The kBs that you read about are probably caused by one of these five problems:
- Brass fatigue - Glock-fired cases experience more work hardening in the dies than 'normal' cases because the die has to flatten the bulge on the brass. If the cases are reloaded several times, and this work hardened area ends up lined up with unsupported part of the chamber several times, the brass can (conceivably) fail.
- Repeatedly chambering and unchambering the same round causes bullet setback, which raises the pressure to unsafe limits when the round is fired.
- Some clown tries to load the .40 to 10mm levels.
- A poorly maintained pistol allows a round to fire when the slide is slightly out of battery, increasing the unsupported area to the point where the case bursts.
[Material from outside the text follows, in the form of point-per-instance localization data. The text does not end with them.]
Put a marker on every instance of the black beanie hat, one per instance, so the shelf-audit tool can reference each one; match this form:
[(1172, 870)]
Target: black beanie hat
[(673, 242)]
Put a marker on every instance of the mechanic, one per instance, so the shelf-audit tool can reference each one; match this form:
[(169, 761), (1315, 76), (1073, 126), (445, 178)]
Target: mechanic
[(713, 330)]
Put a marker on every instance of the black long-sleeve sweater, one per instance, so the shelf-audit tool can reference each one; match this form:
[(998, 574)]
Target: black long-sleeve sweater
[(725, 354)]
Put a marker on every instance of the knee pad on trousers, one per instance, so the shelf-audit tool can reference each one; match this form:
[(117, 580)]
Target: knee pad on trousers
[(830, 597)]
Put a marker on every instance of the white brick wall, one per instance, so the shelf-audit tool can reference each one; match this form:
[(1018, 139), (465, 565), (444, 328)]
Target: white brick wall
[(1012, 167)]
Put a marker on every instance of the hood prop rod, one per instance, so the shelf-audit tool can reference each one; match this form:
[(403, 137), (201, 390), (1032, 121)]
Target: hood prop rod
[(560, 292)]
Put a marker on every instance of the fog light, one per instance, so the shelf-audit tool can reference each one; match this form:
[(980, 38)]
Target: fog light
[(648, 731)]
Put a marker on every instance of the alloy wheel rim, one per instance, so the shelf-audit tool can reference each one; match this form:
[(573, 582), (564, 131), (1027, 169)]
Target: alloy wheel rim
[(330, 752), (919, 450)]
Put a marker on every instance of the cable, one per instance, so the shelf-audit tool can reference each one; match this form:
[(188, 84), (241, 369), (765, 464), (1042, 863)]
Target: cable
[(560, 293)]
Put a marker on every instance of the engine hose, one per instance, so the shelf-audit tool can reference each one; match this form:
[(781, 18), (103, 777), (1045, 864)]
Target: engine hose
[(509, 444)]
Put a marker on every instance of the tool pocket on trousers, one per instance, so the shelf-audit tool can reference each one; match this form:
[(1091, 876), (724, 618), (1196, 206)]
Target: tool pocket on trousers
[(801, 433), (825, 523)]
- No good can come of the .40 S&W.
Glad to hear your ok... if this is a dealer others could buy from please inform him he SHOULD NOT be dealing with this reloader any longer. I appreciate the heads up and reminder on reloads but it does nobody any good not knowing where such ammo was purchased. I would not want to be the one that buys the next batch.
But it gives you a lot more assurance of quality than some guy you don't know.
LOL!
Take it back out of the trash can. All is not lost. You can fit a .357 Sig barrel into it & it'll be fine.
Does anyone make a 9mm conversion barrel for it? And if so, would the mag from the 9mm version of the 229 fit it?